Mijasz ją codziennie, wpatrujesz się w magiczne oczy, mówisz „dzień dobry” i „do widzenia”, ale czy tylko w taki sposób potrafisz okazać jej miłość? Tak, miłość to oklepany temat, co? Nie do końca. XXI wiek, doba internetu, rozwój technologii i mogłoby się wydawać, że to „czas bez uczuć”. Jednak rozejrzyjmy się dookoła. Na każdym kroku spotykamy młodych, zakochanych ludzi, wpatrzonych w siebie i zatracających się w zazwyczaj krótkotrwałym stanie, jakim jest miłość. A dom? Rodzina? Przecież to mieszanina wytrwałości, zaufania, cierpliwości a w dodatku napromieniowane pięknym uczuciem. Co jest nie tak? Miliony niewykorzystanych szans, by powiedzieć, że się kocha, bezsensowne kłótnie, które do niczego nie prowadzą, brak wiary w siebie i drugą osobę. Właśnie wiara, nadzieja, odwaga. Czy to nie jest tak, że to wszystko zmierza ku jednemu?

Po co wplatać rutynę w nasze życie? Dlaczego przemawia przez nas taki brak samozaparcia i rezygnacja już na samym starcie? Po co tkwić w tym samym dołku, zamiast choć spróbować z niego wyjść? Czas na zmiany. Trzeba dojrzeć i móc zrobić właśnie „wszystko” dla miłości.

 

WSZYSTKO?

Czy „wszystko” jest warte miłości?
                            
-No nie do końca, sądzę, że nie potrafiłbym zrobić komuś krzywdy. Przecież czyjeś życie nie jest warte naszego szczęścia. Jaki sens ma upajanie się miłością, jeśli druga osoba nie ma okazji na poznanie jej smaku?

-Mogłabym dla miłości poświecić wiele, lecz nie wszystko. Na pewno nie zrezygnowałabym ze szkoły, czy rodziny. Ale dla osoby, którą kocham mogę oddać cały swój czas, otoczyć ją opieką i zaufaniem. Po prostu pokochać ją całą sobą.

Byłabyś w stanie zrezygnować ze swoich marzeń dla drugiej osoby?

-Już to zrobiłam, ale nie żałuję. Teraz moim marzeniem jest zakochiwać się na nowo w jednej, jedynej osobie w moim życiu. To ona nadaje rytm biciu mojego serca, sprawia, że uśmiecham się w najbardziej pochmurne dni. Dzięki niej mam siłę, by iść przez życie z podniesioną głową.

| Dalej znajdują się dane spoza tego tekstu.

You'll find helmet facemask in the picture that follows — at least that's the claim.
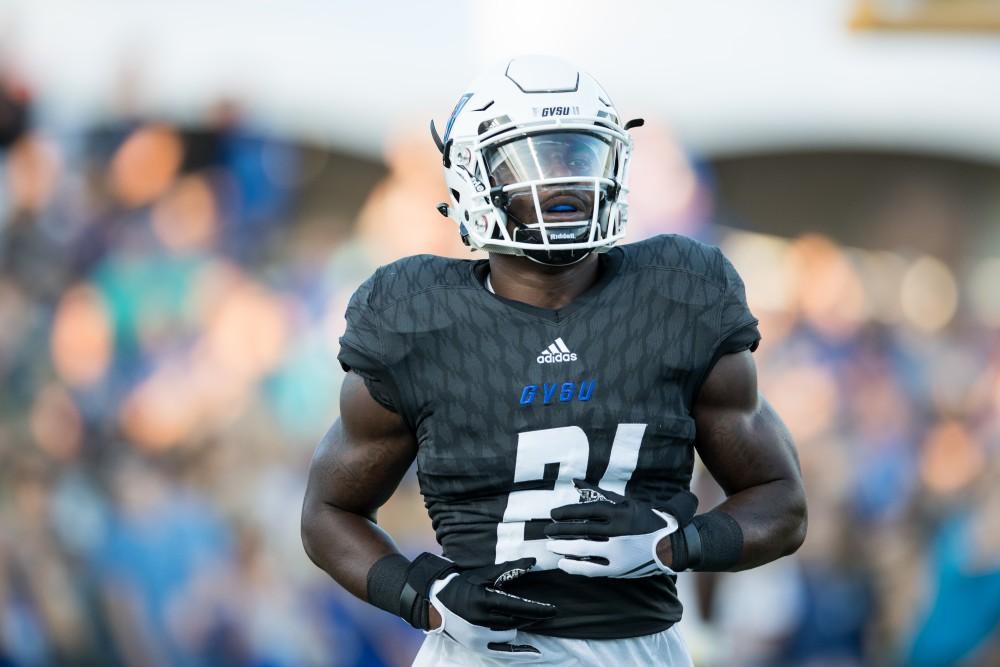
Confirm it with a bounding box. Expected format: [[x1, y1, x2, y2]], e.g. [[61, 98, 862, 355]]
[[473, 127, 624, 265]]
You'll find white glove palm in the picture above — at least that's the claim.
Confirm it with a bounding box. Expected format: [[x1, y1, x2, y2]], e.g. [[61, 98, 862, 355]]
[[545, 480, 697, 579]]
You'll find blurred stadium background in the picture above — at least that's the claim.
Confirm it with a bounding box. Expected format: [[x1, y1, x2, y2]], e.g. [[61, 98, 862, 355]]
[[0, 0, 1000, 667]]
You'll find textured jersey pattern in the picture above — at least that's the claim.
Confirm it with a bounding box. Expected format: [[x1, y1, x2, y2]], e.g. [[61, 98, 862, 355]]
[[340, 236, 760, 638]]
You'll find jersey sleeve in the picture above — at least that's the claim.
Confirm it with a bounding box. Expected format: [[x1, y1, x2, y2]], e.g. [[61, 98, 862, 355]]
[[713, 257, 760, 361], [337, 278, 399, 413]]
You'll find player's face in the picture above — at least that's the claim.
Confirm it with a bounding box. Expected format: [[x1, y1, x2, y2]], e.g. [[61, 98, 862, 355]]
[[484, 132, 614, 231]]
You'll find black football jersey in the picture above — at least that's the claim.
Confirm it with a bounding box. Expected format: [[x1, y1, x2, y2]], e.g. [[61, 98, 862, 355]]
[[339, 235, 760, 639]]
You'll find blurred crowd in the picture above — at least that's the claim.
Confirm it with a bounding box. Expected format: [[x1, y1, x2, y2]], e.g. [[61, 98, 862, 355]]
[[0, 57, 1000, 667]]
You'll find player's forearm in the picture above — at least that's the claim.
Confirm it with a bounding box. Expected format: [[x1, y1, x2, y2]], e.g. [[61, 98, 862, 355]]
[[718, 479, 806, 570], [657, 479, 806, 571], [302, 497, 399, 601]]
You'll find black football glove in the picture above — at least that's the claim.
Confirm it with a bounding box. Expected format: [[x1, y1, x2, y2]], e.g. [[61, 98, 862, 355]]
[[430, 558, 556, 660], [545, 479, 698, 579]]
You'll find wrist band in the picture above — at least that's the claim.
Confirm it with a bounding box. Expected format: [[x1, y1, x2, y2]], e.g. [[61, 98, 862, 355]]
[[670, 510, 743, 572], [367, 553, 455, 630]]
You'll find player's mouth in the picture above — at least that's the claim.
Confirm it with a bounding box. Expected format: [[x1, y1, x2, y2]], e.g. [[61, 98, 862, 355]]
[[542, 194, 589, 222]]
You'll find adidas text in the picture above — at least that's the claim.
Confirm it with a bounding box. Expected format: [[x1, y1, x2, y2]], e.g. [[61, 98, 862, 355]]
[[536, 338, 577, 364]]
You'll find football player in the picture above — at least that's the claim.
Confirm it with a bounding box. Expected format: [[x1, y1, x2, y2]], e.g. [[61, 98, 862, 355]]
[[302, 57, 806, 667]]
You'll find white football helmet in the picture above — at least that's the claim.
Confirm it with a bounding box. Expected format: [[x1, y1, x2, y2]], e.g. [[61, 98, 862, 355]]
[[431, 56, 642, 265]]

Jaką najbardziej skrajną rzecz zrobiłaś dla miłości?

Zostawiłam swoich przyjaciół. Najwierniejszych, którzy zawsze byli przy mnie i wysłuchiwali moich bredni. Bardzo dużo się od nich nauczyłam. I co? Tak po prostu odeszłam, nie zostawiając nic po sobie.

-Przez osobę, która pojawiła się w moim życiu bardzo często kłóciłam się z rodzicami. Nasze relacje z każdym dniem się pogarszały a ja nie mogłam sobie z tym poradzić. Byłam pomiędzy tym co chciałam a tym co powinnam zrobić.

***

Bez względu na to czy dostaniesz w mordę, czy pójdziesz do więzienia, czy znienawidzą Cię Twoi przyjaciele, rób to co czujesz. Nie zważaj na innych, bo kiedy, jak nie teraz? Nadejdzie wiele trudnych momentów, a Ty będziesz pluć sobie w brodę, że znów ci się nie udało. Znów poddałeś się bez walki. Albo pójdziesz inna drogą i potem obudzisz się jak z zaczarowanego snu, odwrócisz się za siebie i zobaczysz ją. Tak czystą, nieskazitelnie piękną i nieoszlifowaną. Subtelnym wzrokiem będzie Ci dziękować, za to, że byłeś w stanie poświecić dla niej WSZYSTKO.